5. Benoît Pioulard | The Loom Pedal
The music of Benoît Pioulard is something I only recently discovered but something I feel like with be with me for a long time. He has an amazing ability to take influence from an array of different genres and musicians and craft them into beautifully textured acoustic-based songs and instrumental passages. Whenever I listen to his music I conjure up a Polaroid-tinged invented memory of being asleep in a expansive green forest in the middle of the forest while dreaming about his music in a time when it didn't yet exist.
6. The Microphones | The Moon
The first time I heard this song was while sitting in my best friend Christine's room in grade 10. I was sitting on her floor and she played it on her computer and I was taken away. Something about the gentle washes of faltering acoustic guitars and quivering voice hit me like nothing I had ever heard at that time. Right at the moment when the voices come in. So much serenity and nervous energy. Oh, to go back.
7. Godspeed You! Black Emperor | The Dead Flag Blues
Another discovery from the same time that I owe to Christine. She, my friend Casey and I were sitting stoned in my basement when she put this on for the first time. It was another instance where I hadn't been exposed to anything like it before and I was instantly moved by what I was hearing, descriptions of a convincingly bleak and beautiful post-apocalyptic world backed by lush strings and post-rock style guitar work. I remember Casey calling it gay...I later purchased the record (the one with the penny and all the inserts) off of eBay and would play it late at night in my Dad's basement on my hi-fi, often sitting right in front of it with the volume turned up, taking it all in after having just gotten stoned by in my washroom by myself. I still have The Faulty Schematics Of A Ruined Machine design drawn across the back of my door there.
8. Tears For Fears | Head Over Heels
Listening to Tears For Fears is one of my earliest memories of life.

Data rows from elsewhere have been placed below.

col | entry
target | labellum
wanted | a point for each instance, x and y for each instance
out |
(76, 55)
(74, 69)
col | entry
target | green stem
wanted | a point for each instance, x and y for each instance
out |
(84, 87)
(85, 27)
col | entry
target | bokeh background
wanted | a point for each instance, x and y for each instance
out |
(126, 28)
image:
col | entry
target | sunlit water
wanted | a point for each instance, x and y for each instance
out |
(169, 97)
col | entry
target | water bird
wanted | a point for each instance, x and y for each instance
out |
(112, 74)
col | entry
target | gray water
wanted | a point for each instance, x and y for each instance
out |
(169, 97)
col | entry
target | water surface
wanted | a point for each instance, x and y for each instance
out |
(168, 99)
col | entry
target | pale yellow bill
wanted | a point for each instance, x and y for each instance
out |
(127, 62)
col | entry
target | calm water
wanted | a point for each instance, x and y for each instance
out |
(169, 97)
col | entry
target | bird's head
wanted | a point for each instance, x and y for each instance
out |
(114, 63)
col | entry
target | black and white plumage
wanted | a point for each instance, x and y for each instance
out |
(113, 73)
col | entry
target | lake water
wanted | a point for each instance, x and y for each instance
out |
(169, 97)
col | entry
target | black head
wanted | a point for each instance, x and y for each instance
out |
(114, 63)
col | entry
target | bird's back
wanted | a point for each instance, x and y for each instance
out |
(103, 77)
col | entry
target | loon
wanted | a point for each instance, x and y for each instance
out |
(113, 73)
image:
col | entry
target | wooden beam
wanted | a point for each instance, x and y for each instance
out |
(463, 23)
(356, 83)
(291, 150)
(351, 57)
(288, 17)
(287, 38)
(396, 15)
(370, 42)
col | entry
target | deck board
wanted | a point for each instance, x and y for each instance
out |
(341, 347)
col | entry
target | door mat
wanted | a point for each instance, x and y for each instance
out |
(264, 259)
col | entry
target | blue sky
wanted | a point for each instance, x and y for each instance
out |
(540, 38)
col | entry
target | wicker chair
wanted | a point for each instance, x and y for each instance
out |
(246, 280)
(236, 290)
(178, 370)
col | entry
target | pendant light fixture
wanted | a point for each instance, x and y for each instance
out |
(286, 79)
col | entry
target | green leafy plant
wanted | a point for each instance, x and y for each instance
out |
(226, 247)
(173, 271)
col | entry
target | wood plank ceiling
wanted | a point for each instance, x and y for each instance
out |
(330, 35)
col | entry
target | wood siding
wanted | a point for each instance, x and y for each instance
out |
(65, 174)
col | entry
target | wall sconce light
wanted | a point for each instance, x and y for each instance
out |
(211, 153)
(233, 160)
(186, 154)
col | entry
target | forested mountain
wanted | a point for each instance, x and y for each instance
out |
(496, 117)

I have memories of being a really young kid, driving around in the back of my parents Nissan on the way home from our cottage during the summer with The Sun shining in the window, listening to this on cassette tape. I get extreme bouts of nostalgic flashbacks every time I listen to any of their songs now. It's good.
9. Deerhunter | Red Ink
This is one of my favourite ambient songs by what I consider to be my favourite band. I like putting this on loop and listening to it moments before I go to sleep, when and if that happens.
10. Neutral Milk Hotel | In The Aeroplane Over The Sea
I performed this song at my brothers funeral. I was an emotional wreck around that time and I tried to write a eulogy but I couldn't come up with anything. He and I were really big fans of Neutral Milk Hotel and I had even first showed him their record. The lyrics and all over that record and in this song in particular are filled with so much sadness and tragedy it seemed like it would be more appropriate to play it that trying to force out a speech. People applauded and I was on a lot of Lorazepam and it was a strange but cathartic experience.